Catching Fragments
Clifford Thurlow's Journey to We Shall Pass
Clifford Thurlow's Journey to We Shall Pass
Welcome to day five of our Book Week Scotland series! Today, we feature a guest blog by Clifford Thurlow, author of We Shall Pass. In this piece, Thurlow reflects on the origins of his novel, capturing fragmented memories from post-Franco Spain.
Bob Dylan once remarked that he didn’t so much write his songs as catch them – phrases drifting overhead like contrails in the upper air, waiting for someone with a net. The beginnings of my novel We Shall Pass arrived that way. Not as a plot, nor even an idea, but as fragments: the corner piece of a jigsaw with the middle missing; a move in a chess game whose rules no one had bothered to explain.

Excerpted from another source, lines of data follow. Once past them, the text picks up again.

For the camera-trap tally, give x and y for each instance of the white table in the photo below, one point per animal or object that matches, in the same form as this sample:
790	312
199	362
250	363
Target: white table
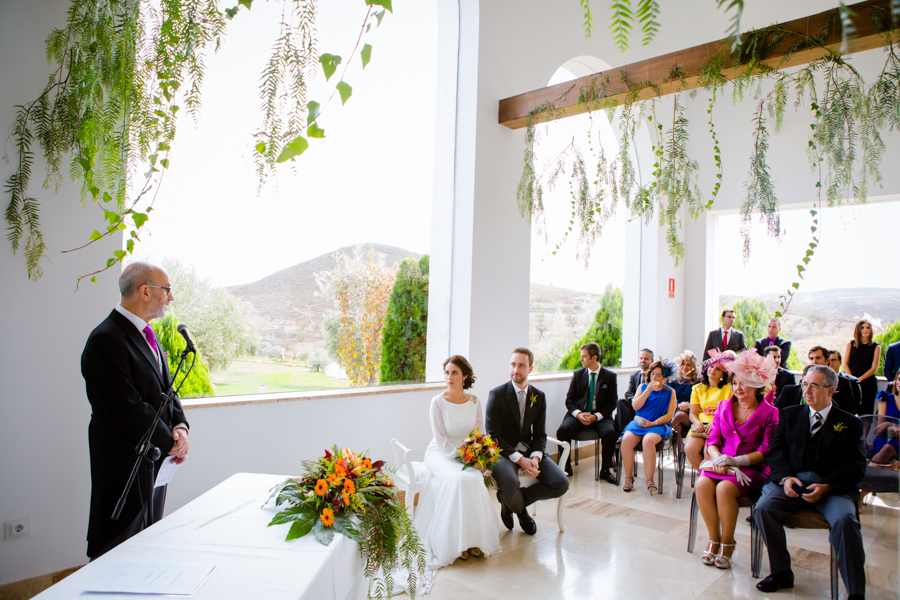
226	526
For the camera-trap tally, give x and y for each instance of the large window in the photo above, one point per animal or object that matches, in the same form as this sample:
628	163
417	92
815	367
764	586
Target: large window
343	216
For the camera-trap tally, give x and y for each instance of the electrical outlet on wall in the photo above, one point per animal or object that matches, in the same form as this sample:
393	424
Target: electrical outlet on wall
18	528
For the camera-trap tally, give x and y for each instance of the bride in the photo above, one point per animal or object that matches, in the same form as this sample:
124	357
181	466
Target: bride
455	516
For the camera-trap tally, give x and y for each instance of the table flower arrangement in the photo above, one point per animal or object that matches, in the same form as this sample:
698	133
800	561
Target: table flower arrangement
340	489
479	450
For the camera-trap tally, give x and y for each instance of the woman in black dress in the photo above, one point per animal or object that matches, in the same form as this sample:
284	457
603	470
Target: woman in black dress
861	360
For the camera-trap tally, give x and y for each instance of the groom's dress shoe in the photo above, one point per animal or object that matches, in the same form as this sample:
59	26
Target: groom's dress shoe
527	523
776	581
506	516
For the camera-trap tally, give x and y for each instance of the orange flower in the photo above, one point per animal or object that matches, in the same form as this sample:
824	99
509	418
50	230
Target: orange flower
327	517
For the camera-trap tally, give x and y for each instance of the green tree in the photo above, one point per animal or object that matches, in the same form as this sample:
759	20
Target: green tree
405	325
888	336
198	382
605	330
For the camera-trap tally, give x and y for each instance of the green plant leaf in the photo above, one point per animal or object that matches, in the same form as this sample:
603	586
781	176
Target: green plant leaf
329	64
297	147
315	131
385	3
344	90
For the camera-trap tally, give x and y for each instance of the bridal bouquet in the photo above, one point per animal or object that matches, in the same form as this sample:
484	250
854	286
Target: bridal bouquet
342	484
479	450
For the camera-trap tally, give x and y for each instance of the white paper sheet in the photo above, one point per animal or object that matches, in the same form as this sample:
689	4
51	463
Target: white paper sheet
166	471
169	579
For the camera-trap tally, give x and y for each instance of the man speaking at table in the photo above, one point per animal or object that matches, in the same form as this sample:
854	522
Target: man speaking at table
126	374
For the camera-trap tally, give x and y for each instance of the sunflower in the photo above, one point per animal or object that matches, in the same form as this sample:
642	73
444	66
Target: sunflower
327	517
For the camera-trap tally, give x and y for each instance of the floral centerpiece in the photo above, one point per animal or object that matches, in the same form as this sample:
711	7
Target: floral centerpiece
479	450
347	493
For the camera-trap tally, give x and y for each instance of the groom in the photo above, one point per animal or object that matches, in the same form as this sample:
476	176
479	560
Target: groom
516	419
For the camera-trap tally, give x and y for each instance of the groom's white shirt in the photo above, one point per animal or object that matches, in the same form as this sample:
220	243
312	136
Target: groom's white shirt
521	447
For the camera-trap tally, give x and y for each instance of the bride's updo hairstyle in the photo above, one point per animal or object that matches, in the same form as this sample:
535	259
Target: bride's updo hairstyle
464	367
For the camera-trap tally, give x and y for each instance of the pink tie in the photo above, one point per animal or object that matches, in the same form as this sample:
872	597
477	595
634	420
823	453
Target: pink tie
151	337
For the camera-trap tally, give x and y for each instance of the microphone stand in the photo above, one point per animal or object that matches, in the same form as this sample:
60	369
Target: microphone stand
147	452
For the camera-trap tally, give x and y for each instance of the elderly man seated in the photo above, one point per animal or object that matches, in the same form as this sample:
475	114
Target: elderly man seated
817	460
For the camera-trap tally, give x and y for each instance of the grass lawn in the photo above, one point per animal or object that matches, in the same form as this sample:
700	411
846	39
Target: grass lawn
246	377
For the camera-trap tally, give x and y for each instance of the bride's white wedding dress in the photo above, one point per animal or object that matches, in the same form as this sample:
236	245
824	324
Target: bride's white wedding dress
455	511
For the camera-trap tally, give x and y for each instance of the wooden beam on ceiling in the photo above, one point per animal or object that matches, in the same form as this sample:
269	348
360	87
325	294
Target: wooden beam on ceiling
514	111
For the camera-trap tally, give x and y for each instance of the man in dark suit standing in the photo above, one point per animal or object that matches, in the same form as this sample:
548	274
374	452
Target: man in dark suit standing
126	373
590	403
726	337
516	418
817	460
773	329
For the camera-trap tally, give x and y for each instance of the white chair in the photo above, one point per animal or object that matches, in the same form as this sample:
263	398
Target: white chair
409	474
525	481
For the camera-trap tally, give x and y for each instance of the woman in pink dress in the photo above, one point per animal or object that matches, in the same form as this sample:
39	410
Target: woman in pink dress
738	441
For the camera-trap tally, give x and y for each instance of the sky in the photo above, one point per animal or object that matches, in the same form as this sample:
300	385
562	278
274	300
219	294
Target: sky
369	180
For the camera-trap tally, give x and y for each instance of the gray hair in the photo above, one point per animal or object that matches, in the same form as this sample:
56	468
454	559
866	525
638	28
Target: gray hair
134	276
829	377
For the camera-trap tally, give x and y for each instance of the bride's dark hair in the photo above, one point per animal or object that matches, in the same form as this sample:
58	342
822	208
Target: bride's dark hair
464	367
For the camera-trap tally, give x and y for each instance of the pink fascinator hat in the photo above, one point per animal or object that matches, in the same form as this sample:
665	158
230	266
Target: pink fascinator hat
753	369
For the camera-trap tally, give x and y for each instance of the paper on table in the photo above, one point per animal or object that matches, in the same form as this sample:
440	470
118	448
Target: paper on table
152	578
166	471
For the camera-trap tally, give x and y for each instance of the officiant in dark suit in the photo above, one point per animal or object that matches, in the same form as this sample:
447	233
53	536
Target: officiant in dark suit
126	373
516	418
726	337
817	446
590	403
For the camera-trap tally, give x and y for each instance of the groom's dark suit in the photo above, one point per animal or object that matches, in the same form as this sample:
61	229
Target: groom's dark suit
502	422
604	404
834	455
124	384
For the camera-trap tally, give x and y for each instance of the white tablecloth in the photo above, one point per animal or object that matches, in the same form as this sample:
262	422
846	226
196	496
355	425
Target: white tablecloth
226	526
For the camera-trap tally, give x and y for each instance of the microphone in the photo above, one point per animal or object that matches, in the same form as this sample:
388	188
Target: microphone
182	329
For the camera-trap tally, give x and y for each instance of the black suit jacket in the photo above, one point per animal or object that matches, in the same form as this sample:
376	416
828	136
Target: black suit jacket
840	455
792	395
633	383
714	340
502	419
605	392
785	345
124	386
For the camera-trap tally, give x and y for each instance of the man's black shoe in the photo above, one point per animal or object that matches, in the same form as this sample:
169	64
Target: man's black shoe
527	523
776	581
506	516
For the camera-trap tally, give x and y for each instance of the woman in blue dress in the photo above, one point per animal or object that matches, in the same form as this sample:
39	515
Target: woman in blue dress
654	407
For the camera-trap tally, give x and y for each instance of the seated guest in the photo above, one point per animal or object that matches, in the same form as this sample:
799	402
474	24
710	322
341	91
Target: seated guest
705	399
817	460
726	337
774	339
886	443
624	410
784	377
736	446
688	376
590	403
654	408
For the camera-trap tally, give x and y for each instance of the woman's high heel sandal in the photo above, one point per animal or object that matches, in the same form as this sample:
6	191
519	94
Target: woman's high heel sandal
722	561
709	556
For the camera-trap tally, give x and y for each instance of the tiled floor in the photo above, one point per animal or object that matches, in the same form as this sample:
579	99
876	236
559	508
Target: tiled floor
619	545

I was teaching English in Barcelona then, in the uneasy years after the Transition – from Franco into the Unknown. People lived in the present tense, as if history were a bad memory they preferred not to talk about. In certain bars you still found Franco’s portrait – yellowing, fly-specked, defiantly nailed to the wall. In others there remained only the rectangle of unfaded paint where the generalísimo had once glowered. Silence settled over the subject like dust.

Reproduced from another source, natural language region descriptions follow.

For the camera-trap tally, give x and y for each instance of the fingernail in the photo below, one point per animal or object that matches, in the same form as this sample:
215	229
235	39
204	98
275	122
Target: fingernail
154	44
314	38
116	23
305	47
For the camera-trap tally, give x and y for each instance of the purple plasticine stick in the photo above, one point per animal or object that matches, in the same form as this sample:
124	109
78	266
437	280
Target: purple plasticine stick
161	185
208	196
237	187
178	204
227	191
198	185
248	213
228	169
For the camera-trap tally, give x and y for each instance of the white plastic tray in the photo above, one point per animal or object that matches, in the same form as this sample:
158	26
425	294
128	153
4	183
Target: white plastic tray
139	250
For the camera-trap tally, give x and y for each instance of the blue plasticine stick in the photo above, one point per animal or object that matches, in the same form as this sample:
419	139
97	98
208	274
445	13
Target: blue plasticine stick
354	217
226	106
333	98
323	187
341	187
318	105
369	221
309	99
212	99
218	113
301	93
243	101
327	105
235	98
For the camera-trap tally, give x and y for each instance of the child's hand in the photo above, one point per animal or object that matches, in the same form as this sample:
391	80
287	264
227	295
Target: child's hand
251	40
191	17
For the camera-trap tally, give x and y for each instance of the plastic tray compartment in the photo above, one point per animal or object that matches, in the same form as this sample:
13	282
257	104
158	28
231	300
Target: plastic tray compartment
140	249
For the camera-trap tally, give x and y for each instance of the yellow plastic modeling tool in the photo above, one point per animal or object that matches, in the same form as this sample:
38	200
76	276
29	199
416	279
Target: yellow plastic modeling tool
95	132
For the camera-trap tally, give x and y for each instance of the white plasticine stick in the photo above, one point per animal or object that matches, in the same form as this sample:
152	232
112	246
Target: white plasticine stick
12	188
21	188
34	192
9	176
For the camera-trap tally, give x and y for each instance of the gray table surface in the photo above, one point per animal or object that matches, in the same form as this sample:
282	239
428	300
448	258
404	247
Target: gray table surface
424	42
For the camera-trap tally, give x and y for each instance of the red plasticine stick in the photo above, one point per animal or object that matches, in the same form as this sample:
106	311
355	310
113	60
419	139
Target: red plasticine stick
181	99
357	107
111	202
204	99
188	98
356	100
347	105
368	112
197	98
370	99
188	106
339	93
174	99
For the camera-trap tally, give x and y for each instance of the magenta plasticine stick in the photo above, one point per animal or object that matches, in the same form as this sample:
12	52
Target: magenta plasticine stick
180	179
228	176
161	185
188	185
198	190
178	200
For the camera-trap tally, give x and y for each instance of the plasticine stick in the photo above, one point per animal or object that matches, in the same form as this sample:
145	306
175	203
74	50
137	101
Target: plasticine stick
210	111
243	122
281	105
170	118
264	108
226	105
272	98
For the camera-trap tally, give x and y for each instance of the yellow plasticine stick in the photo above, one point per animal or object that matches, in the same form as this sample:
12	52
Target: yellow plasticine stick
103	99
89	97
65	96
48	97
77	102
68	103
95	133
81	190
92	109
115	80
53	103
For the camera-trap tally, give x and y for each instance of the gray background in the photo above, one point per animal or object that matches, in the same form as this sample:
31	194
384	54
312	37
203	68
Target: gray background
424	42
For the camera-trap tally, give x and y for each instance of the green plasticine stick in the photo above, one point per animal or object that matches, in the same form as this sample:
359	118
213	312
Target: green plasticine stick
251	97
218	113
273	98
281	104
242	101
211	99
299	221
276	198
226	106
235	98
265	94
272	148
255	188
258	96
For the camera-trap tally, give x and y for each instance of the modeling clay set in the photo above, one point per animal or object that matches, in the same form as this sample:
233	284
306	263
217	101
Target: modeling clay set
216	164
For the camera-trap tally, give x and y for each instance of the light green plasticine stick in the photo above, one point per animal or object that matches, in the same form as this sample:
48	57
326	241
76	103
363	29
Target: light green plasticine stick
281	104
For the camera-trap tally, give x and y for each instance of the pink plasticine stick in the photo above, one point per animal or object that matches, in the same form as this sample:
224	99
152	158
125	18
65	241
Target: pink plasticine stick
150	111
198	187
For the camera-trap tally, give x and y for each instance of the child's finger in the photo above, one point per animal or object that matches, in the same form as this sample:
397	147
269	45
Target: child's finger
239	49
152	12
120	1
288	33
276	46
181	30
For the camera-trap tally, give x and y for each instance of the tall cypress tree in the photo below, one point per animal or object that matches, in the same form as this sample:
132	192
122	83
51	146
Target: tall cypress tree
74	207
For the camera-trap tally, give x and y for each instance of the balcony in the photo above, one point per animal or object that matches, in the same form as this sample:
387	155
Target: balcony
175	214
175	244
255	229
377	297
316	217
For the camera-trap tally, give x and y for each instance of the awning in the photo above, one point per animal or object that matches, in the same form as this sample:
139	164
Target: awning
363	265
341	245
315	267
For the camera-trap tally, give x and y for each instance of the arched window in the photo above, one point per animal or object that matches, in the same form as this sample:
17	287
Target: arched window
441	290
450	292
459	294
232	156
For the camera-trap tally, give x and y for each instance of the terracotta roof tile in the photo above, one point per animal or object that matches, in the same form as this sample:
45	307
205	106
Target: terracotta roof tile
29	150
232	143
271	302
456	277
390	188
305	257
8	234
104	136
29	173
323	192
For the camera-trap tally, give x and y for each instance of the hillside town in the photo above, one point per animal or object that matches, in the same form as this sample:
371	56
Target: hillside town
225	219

In my off-hours I read Orwell’s Homage to Catalonia. I visited the Zurich Bar where he had smoked cheap cigarettes with his POUM comrades, men who were meant to be on the same side but spent half their days shooting at each other over competing blueprints for a better world. I went to Jarama, that scorched valley where the British Battalion of the International Brigades had held the line in 1937. Something spectral hung in the air there, a residue of shouted slogans and last breaths. “¡No pasarán!” “¡Pasaremos!” They Shall Not Pass. We Shall Pass. The title arrived before I knew the story.
Back in Barcelona, a student told me her grandfather’s tale. He had been imprisoned by the Nationalists in the dying days of the war, condemned to hang at dawn. His only rebellion was a voice – a pure, choral tenor that rose each morning with the sun and drifted down the corridors like incense. On the day appointed for his execution, the prison governor listened, then disobeyed his own orders. “How can I hang a man to whom God has given the voice of an angel?” he said. The singer remained behind bars until 1950, long after the guns had fallen silent. Spain has always preferred its miracles to be half-hidden.
I learned, too, that more Scots volunteered for the Brigades, proportionally, than any other nationality. Something about that caught. Perhaps it connected, in the secret way memory does, to the Glasgow hunger marchers of 1936, cut down in Whitehall by mounted police. Official history barely footnotes them. But the dead have a way of insisting.
And then – another drifting fragment – a character stepped through the smoke. A young Scottish dockworker, jobless, furious, his best mate Jimmy lying on a morgue slab after the police charge. I called him Robbie Gillan, borrowing a friend’s name because it felt honest. Beside him, a young nurse, Alice Sheridan, watched this battered boy curse the world that had produced him. Robbie swears he’d go to Spain if he had the money. Alice quietly places £5 in his palm. And there it was: an impossible romance, the kind history tries but never quite manages to extinguish.
Years later I stood in the trenches at Jarama, the same ground where Robbie and his comrades would have crouched under fire. The olive trees whispered in the wind. The story was already there. I had only to reach up and catch it.